Months later, after hundreds of workers have made the unthinkable decision to escape from the labor camp and march to Washington, DC, Saket senses he may be losing Rajan, who has become an indispensable leader. Their campaign had hit some bumps in the road, big ones. Rajan, who is questioning the whole plan, says to Saket, “We’re not the same. You could pass as American. I never will.” Saket is at a choice point in how to proceed. He decides it is time to share parts of his story he has shared with no one. His journey to America, his experience of being undocumented, and his experience of choosing organizing over love. Saket was very vulnerable with Rajan, sharing something of himself and his story that more deeply connected them. Rajan now understands his organizer in a new light, and the relationship carries forward on stronger ground.
There’s an important lesson here. In organizing, we share things about ourselves in early one-on-one meetings with potential members. It’s part of how we build relationships. But we don’t share the greatest trials and traumas of our life in that first one-on-one conversation. Chances are the other person is not ready to hear ours, let alone tell theirs. When we do share it all, we don’t have much left in our pocket, not at the level of vulnerability anyway. Organizing is a long road, and we grow intimacy with the people we organize over time through the experiences we share and by unwrapping who we are when the time is right.

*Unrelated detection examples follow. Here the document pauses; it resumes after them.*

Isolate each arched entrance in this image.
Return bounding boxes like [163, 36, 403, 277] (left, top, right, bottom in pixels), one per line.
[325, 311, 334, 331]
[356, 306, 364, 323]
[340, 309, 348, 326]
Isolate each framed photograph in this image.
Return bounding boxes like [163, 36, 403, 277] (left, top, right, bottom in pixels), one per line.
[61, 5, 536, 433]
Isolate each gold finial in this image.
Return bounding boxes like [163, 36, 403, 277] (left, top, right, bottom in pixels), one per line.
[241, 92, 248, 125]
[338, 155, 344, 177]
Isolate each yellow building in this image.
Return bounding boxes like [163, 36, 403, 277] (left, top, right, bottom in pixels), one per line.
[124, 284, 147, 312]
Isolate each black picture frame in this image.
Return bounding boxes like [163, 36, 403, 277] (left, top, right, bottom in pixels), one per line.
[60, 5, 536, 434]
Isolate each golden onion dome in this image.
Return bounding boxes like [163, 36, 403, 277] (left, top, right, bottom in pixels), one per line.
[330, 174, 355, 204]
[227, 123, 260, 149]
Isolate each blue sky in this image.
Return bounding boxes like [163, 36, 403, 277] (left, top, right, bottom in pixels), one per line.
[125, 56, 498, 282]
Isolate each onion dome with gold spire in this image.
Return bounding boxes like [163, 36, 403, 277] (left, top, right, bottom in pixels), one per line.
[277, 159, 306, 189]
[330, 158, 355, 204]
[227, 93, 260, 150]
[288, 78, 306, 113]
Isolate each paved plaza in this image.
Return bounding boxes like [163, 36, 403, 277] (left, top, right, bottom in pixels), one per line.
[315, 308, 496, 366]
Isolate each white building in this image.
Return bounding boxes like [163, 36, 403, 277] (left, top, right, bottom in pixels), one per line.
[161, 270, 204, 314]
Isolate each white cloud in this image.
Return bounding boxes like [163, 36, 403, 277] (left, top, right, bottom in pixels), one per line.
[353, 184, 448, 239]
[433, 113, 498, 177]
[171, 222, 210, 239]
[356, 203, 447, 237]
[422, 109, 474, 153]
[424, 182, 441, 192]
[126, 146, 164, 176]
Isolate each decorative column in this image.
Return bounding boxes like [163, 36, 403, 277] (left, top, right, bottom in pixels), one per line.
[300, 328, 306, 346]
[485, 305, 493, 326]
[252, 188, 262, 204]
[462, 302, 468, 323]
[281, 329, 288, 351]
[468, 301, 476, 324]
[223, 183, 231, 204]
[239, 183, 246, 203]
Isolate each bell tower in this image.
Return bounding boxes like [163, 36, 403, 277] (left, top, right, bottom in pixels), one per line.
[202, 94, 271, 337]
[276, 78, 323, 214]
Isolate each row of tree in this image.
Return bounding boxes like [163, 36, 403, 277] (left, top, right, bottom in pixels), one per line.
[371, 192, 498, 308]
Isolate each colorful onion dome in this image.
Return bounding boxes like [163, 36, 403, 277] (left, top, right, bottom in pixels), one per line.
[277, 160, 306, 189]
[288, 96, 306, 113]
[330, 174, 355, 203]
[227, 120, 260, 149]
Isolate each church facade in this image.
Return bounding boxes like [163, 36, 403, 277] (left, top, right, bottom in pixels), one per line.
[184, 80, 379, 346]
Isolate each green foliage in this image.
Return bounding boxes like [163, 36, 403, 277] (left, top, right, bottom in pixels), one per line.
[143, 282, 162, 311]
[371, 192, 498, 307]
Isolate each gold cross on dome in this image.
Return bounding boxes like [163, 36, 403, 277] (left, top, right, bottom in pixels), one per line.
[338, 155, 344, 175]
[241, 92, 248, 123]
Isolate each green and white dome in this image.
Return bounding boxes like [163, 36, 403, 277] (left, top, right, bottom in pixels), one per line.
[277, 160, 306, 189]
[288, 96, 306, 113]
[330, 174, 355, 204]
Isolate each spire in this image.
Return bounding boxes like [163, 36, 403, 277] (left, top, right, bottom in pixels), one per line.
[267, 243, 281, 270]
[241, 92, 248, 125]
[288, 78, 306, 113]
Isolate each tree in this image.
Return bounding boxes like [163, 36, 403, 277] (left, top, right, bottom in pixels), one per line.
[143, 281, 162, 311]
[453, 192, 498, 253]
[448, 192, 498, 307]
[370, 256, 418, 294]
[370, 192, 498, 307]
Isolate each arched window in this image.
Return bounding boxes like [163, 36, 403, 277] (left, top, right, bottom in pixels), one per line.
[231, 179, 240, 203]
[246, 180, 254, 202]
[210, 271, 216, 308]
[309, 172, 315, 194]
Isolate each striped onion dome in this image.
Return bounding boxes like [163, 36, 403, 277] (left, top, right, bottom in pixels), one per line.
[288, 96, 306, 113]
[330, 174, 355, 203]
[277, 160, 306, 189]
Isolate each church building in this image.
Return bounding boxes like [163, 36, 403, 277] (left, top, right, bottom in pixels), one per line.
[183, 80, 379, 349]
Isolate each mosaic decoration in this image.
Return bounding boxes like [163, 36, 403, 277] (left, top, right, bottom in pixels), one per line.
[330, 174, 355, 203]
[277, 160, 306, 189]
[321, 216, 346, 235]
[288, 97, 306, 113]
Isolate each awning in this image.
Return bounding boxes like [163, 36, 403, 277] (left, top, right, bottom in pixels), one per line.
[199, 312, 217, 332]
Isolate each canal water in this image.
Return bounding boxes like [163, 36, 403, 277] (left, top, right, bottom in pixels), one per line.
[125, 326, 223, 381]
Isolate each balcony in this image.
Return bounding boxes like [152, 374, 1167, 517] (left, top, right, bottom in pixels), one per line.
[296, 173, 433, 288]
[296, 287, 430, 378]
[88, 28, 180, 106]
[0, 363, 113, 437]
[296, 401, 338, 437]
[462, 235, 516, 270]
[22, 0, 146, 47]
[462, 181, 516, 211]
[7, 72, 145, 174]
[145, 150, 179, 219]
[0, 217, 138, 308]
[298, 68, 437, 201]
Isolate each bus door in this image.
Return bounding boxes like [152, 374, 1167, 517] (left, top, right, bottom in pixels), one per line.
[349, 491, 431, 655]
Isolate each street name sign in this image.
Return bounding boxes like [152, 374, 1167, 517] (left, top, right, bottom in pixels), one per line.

These stories are just the tip of the iceberg. I’ve not even discussed what it takes to help hundreds of workers escape from a labor camp, what they did next, or how the story ends. You’ll have to read the book for yourself, which I highly recommend.
The Great Escape is perfectly timed. Organizers across the country are fighting to breathe new life into the craft. The most essential organizing fundamentals jump off the book’s pages, not as a checklist or explainer but through a great story. Get a copy and join the conversation. It is oxygen for the organizer and fire for an organizing revival.